Fig. 4. TNF or IP₃R2 deficiency prevents Meth-induced microgliosis and behavioral changes.

A Confocal imaging of striatal and hippocampal sections from WT, IP₃R2 KO, or TNF KO mice administered with binge Meth or saline (3–4 sections/animal from n = 3 mice per group) and immunostained for Iba1. Graph (means and SEM) displays the number of Iba1⁺ cells *p < 0.05 WT-CT vs. WT-Meth; §non-significant (IP₃R2 KO-CT vs. IP₃R2 KO-Meth and ^#non-significant TNF KO-CT vs. TNF KO-Meth). Two-way ANOVA followed by the two-stage linear step-up procedure of Benjamini, Krieger and Yekutieli. Scale bars 50 μm. B Flow cytometry analysis of microglia cells (CD11b⁺CD45^low) isolated from WT, IP₃R2 KO, or TNF KO mice adminitered with Meth or saline (CT) (n = 5–9 animals per group). The graph displays the percentage of microglia cells with mean and SEM. *p < 0.05 WT-CT vs.

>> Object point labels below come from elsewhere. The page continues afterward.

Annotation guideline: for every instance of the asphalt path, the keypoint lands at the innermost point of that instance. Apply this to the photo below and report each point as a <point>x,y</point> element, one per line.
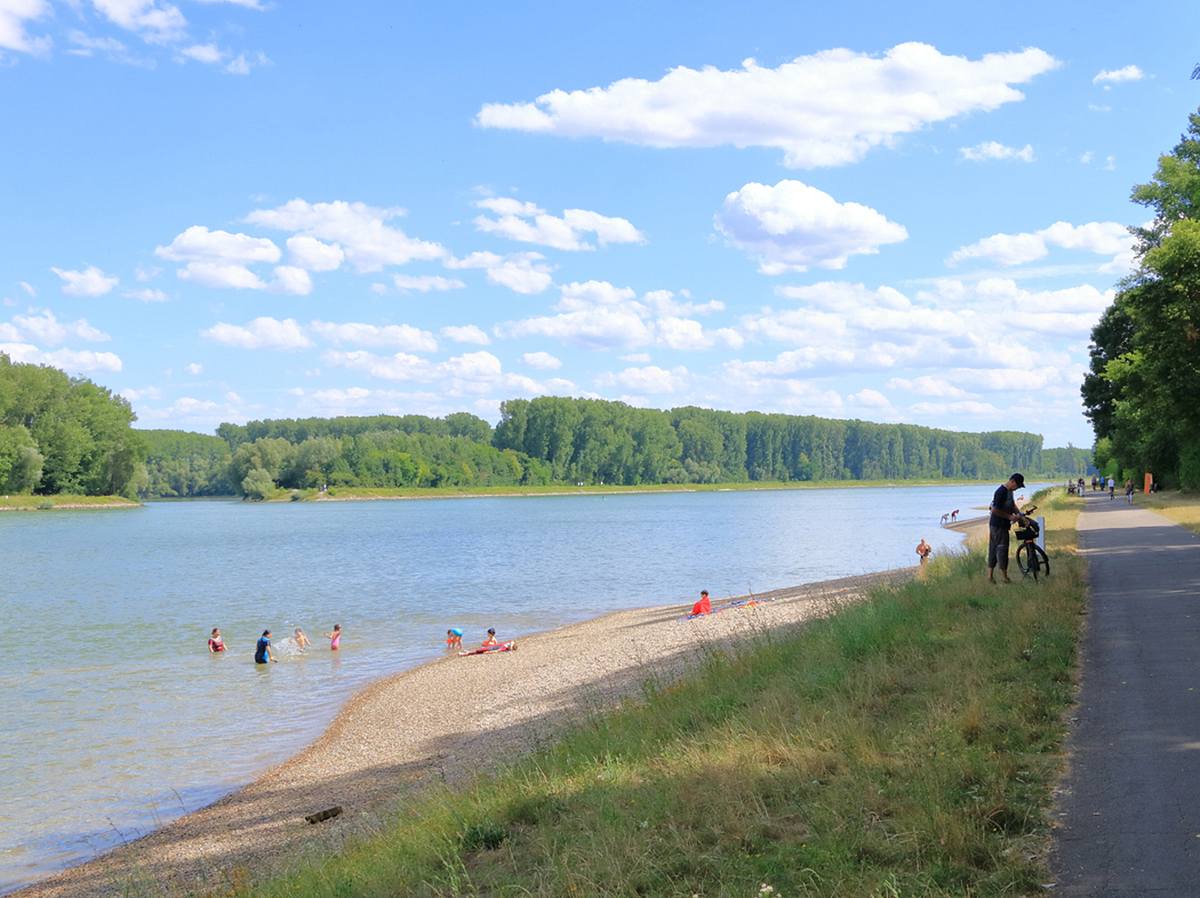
<point>1129,808</point>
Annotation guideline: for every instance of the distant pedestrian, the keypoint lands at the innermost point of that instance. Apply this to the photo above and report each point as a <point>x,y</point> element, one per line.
<point>923,551</point>
<point>1003,512</point>
<point>263,650</point>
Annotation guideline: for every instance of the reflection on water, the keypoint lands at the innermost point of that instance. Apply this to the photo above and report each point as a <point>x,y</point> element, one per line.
<point>115,718</point>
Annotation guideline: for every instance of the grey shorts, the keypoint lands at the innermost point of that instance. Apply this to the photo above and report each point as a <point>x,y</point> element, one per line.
<point>997,546</point>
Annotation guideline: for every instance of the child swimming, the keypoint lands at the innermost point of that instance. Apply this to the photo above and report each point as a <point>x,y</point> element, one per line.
<point>216,644</point>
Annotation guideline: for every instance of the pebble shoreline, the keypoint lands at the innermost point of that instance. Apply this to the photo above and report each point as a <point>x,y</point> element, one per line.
<point>433,724</point>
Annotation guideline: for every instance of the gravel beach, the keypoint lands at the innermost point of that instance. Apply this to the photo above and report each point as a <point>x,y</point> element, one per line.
<point>445,720</point>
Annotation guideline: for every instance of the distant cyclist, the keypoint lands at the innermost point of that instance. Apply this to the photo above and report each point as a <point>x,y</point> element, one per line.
<point>1003,512</point>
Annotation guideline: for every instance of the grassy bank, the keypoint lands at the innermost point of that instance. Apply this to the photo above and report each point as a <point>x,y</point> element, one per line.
<point>1180,507</point>
<point>904,747</point>
<point>63,501</point>
<point>424,492</point>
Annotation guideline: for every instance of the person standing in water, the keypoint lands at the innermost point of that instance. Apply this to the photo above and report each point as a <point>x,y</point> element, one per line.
<point>263,650</point>
<point>216,645</point>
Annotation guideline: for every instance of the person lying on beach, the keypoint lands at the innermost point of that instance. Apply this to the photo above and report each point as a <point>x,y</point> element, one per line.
<point>216,644</point>
<point>263,650</point>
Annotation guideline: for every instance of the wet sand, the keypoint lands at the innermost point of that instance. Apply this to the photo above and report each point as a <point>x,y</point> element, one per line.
<point>443,722</point>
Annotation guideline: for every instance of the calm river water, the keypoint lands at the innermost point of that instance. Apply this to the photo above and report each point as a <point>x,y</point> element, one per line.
<point>114,717</point>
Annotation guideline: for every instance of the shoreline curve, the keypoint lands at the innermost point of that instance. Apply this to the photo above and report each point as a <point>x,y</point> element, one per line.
<point>418,726</point>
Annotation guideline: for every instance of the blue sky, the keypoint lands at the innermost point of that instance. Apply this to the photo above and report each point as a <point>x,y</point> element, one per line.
<point>235,210</point>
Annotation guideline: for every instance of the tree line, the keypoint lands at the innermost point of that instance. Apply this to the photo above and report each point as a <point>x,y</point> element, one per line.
<point>1144,378</point>
<point>63,433</point>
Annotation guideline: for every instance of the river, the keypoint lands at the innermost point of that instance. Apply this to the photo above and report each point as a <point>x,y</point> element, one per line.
<point>115,718</point>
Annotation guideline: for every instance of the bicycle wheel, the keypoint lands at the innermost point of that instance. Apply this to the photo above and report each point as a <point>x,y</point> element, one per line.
<point>1032,561</point>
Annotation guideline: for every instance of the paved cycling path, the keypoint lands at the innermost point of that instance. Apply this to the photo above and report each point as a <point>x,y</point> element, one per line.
<point>1131,804</point>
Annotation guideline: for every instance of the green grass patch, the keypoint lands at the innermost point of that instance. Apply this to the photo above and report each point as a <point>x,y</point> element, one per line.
<point>905,747</point>
<point>64,501</point>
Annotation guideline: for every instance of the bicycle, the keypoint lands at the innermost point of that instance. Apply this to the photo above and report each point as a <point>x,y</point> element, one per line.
<point>1031,558</point>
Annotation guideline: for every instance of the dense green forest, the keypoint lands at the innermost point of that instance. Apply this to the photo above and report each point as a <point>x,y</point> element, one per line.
<point>67,435</point>
<point>63,433</point>
<point>1143,391</point>
<point>583,441</point>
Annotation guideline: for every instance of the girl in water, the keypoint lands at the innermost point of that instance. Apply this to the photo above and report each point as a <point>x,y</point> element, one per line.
<point>216,645</point>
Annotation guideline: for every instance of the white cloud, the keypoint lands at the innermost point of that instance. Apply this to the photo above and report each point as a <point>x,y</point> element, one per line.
<point>541,360</point>
<point>207,53</point>
<point>521,273</point>
<point>15,15</point>
<point>792,227</point>
<point>426,283</point>
<point>528,223</point>
<point>262,333</point>
<point>71,360</point>
<point>361,231</point>
<point>153,21</point>
<point>1116,76</point>
<point>45,328</point>
<point>1103,238</point>
<point>311,253</point>
<point>400,336</point>
<point>993,150</point>
<point>466,334</point>
<point>198,244</point>
<point>147,294</point>
<point>826,109</point>
<point>216,274</point>
<point>89,282</point>
<point>649,379</point>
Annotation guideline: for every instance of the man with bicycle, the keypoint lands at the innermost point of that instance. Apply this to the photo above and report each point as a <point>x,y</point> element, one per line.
<point>1003,512</point>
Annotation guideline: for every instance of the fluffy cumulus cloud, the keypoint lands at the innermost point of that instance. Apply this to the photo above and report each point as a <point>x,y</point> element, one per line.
<point>262,333</point>
<point>82,361</point>
<point>90,281</point>
<point>1116,76</point>
<point>541,360</point>
<point>15,18</point>
<point>364,233</point>
<point>399,336</point>
<point>466,334</point>
<point>45,328</point>
<point>426,283</point>
<point>828,108</point>
<point>792,227</point>
<point>1102,238</point>
<point>599,315</point>
<point>991,150</point>
<point>525,273</point>
<point>573,229</point>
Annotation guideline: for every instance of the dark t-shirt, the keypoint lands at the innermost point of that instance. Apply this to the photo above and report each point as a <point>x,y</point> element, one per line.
<point>1005,503</point>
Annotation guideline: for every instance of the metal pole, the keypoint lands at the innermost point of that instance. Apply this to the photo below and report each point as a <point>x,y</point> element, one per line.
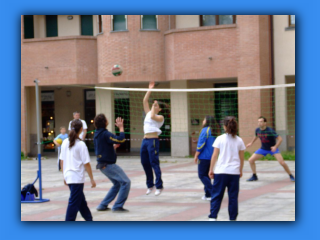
<point>38,138</point>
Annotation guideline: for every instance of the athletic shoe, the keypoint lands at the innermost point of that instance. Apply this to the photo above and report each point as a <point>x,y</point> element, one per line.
<point>158,192</point>
<point>253,178</point>
<point>102,208</point>
<point>120,210</point>
<point>292,178</point>
<point>149,191</point>
<point>205,198</point>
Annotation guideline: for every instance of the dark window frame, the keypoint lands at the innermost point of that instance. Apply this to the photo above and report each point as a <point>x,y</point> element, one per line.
<point>217,20</point>
<point>86,31</point>
<point>27,34</point>
<point>141,24</point>
<point>100,23</point>
<point>47,31</point>
<point>290,25</point>
<point>121,30</point>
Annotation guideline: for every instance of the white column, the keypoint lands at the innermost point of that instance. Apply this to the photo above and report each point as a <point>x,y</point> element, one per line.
<point>105,104</point>
<point>180,139</point>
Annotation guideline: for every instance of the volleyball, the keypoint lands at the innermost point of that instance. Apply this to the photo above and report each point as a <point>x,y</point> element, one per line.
<point>117,70</point>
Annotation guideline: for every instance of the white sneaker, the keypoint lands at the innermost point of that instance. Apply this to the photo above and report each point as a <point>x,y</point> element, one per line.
<point>205,198</point>
<point>158,192</point>
<point>149,191</point>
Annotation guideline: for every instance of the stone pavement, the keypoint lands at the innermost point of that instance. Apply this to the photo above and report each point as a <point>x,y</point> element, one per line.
<point>272,198</point>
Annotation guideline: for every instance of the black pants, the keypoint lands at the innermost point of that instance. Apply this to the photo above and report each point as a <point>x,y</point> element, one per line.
<point>221,181</point>
<point>77,202</point>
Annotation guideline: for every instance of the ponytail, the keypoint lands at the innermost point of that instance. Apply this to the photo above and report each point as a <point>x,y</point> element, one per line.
<point>76,126</point>
<point>231,124</point>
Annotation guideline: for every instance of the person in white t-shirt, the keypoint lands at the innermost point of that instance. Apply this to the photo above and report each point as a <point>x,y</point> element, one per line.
<point>149,151</point>
<point>82,136</point>
<point>227,161</point>
<point>74,160</point>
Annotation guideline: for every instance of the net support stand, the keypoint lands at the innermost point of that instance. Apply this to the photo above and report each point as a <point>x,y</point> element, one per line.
<point>40,199</point>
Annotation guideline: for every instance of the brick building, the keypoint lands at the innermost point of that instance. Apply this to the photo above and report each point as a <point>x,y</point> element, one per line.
<point>70,55</point>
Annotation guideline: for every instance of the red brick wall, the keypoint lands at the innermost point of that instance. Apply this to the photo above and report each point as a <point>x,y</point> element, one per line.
<point>188,52</point>
<point>70,60</point>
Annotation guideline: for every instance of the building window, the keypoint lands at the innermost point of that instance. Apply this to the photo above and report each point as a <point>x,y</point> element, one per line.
<point>86,25</point>
<point>212,20</point>
<point>28,26</point>
<point>292,20</point>
<point>119,22</point>
<point>100,23</point>
<point>149,22</point>
<point>52,25</point>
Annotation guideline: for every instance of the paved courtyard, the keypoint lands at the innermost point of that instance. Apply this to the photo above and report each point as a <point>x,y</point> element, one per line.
<point>272,198</point>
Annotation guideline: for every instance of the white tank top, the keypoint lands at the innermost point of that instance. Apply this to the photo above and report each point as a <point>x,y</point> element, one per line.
<point>151,125</point>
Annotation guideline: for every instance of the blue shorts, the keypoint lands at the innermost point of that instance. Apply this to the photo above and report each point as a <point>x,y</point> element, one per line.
<point>265,152</point>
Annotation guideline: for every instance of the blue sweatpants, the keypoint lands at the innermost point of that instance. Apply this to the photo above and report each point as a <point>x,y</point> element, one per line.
<point>203,173</point>
<point>149,153</point>
<point>77,202</point>
<point>221,181</point>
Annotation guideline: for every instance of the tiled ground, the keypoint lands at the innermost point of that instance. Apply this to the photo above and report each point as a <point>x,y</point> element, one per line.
<point>272,198</point>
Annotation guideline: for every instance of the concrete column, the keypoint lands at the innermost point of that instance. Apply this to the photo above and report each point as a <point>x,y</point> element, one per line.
<point>179,121</point>
<point>105,104</point>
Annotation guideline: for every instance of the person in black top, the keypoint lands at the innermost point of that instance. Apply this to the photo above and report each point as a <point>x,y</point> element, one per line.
<point>270,141</point>
<point>105,144</point>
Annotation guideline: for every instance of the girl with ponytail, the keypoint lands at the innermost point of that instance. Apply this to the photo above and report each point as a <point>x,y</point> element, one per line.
<point>228,156</point>
<point>74,160</point>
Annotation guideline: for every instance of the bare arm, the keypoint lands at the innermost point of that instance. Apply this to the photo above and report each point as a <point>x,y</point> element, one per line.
<point>146,99</point>
<point>253,140</point>
<point>241,155</point>
<point>84,134</point>
<point>55,142</point>
<point>87,166</point>
<point>61,166</point>
<point>158,118</point>
<point>214,159</point>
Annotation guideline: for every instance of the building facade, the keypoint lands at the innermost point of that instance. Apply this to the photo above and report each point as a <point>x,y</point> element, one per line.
<point>72,54</point>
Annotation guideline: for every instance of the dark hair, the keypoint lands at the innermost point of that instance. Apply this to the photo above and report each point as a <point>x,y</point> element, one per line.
<point>76,125</point>
<point>212,123</point>
<point>264,119</point>
<point>100,121</point>
<point>231,124</point>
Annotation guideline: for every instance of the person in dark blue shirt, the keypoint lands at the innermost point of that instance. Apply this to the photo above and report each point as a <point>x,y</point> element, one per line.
<point>105,143</point>
<point>270,141</point>
<point>204,152</point>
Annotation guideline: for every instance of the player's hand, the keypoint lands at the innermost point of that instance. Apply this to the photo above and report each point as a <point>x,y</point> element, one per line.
<point>119,122</point>
<point>211,175</point>
<point>93,183</point>
<point>151,85</point>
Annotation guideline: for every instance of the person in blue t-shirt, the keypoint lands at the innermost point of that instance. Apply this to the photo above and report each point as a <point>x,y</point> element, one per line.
<point>63,135</point>
<point>204,152</point>
<point>270,141</point>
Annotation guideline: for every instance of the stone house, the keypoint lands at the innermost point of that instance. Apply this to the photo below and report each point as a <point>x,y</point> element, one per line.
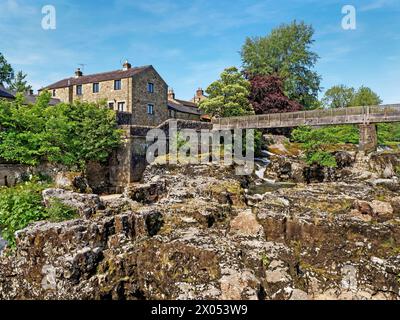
<point>30,98</point>
<point>138,92</point>
<point>181,109</point>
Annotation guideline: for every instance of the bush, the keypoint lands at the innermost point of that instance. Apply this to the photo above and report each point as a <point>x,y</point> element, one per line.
<point>20,206</point>
<point>316,142</point>
<point>322,158</point>
<point>23,204</point>
<point>67,134</point>
<point>58,211</point>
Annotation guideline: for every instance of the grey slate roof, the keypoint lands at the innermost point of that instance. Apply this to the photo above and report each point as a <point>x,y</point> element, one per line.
<point>98,77</point>
<point>180,107</point>
<point>4,93</point>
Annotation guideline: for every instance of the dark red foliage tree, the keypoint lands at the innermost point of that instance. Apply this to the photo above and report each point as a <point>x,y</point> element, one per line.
<point>267,96</point>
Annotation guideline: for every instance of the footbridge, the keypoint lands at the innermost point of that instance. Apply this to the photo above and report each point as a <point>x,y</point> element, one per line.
<point>365,117</point>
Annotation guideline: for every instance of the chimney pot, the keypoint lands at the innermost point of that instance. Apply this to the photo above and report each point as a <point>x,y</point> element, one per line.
<point>200,92</point>
<point>171,94</point>
<point>78,73</point>
<point>127,65</point>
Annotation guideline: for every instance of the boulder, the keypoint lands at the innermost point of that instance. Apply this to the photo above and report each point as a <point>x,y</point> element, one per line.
<point>344,159</point>
<point>245,225</point>
<point>86,204</point>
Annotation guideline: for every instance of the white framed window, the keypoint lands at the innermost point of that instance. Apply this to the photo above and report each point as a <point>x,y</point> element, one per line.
<point>117,85</point>
<point>79,90</point>
<point>150,109</point>
<point>121,106</point>
<point>96,87</point>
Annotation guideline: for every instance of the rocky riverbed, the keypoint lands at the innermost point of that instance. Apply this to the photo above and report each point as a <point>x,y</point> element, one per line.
<point>201,232</point>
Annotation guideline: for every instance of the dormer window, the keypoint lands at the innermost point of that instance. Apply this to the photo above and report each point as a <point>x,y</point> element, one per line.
<point>96,87</point>
<point>79,90</point>
<point>150,109</point>
<point>117,84</point>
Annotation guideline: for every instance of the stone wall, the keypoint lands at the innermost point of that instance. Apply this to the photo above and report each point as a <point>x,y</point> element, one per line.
<point>141,98</point>
<point>10,174</point>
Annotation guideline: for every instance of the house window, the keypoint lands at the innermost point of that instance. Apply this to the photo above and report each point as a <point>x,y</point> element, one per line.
<point>117,85</point>
<point>150,109</point>
<point>121,106</point>
<point>96,88</point>
<point>79,90</point>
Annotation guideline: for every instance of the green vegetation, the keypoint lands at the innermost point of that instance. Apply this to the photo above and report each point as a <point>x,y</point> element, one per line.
<point>71,135</point>
<point>318,142</point>
<point>286,52</point>
<point>23,204</point>
<point>341,96</point>
<point>228,96</point>
<point>58,211</point>
<point>20,206</point>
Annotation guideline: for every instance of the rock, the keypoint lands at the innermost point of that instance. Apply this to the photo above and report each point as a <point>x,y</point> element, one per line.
<point>3,243</point>
<point>277,276</point>
<point>391,184</point>
<point>344,159</point>
<point>381,208</point>
<point>145,193</point>
<point>395,202</point>
<point>239,285</point>
<point>86,204</point>
<point>299,295</point>
<point>245,225</point>
<point>364,207</point>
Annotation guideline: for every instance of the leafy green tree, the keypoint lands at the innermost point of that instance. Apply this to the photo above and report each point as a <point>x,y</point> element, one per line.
<point>228,96</point>
<point>286,52</point>
<point>365,97</point>
<point>6,71</point>
<point>66,134</point>
<point>339,96</point>
<point>19,83</point>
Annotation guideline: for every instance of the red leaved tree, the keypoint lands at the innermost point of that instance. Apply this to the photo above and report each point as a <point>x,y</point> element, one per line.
<point>267,96</point>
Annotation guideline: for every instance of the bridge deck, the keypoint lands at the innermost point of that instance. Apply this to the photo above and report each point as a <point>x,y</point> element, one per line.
<point>354,115</point>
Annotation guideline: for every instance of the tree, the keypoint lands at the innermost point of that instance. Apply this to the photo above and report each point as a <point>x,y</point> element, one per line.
<point>339,96</point>
<point>365,97</point>
<point>6,71</point>
<point>267,96</point>
<point>67,134</point>
<point>228,96</point>
<point>19,84</point>
<point>286,52</point>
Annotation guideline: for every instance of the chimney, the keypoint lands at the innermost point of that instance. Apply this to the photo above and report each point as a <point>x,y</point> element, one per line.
<point>171,94</point>
<point>126,65</point>
<point>199,92</point>
<point>78,73</point>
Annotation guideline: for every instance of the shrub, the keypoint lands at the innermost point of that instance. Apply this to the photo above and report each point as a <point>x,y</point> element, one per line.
<point>67,134</point>
<point>316,142</point>
<point>58,211</point>
<point>322,158</point>
<point>20,206</point>
<point>23,204</point>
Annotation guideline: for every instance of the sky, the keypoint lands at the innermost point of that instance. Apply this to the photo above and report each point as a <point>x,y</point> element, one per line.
<point>191,42</point>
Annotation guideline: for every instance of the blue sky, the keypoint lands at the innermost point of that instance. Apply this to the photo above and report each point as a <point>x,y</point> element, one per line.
<point>191,42</point>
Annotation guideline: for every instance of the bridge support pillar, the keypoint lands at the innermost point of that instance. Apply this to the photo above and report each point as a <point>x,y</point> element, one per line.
<point>368,138</point>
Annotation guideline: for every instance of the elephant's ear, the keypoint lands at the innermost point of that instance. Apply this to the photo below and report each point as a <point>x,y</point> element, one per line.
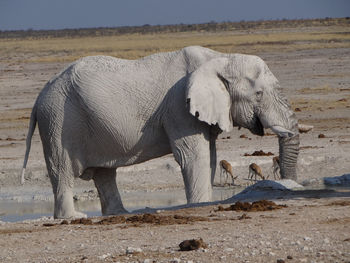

WT-Meth; ^§non-significant IP₃R2 KO-CT vs. IP₃R2 KO-Meth and ^#non-significant TNF KO-CT vs. TNF KO-Meth. Two-way ANOVA followed by the two-stage linear step-up procedure of Benjamini, Krieger and Yekutieli. C WT, IP₃R2 KO, and TNF KO animals were evaluated in the EPM 24 h after a binge pattern of Meth or saline (CT) administration (n = 6–13 animals per group). Graphs display (means and SEM) CT and Meth-treated mice displayed significant differences in time spent in open arms (OA), distance traveled in OA and in total traveled distance. *p < 0.05 or **p < 0.01, WT-CT vs. WT-Meth; ^§non-significant IP₃R2 KO-CT vs. IP₃R2 KO-Meth and ^#non-significant TNF KO-CT vs. TNF KO-Meth. Two-way ANOVA followed by the two-stage linear step-up procedure of Benjamini, Krieger, and Yekutieli.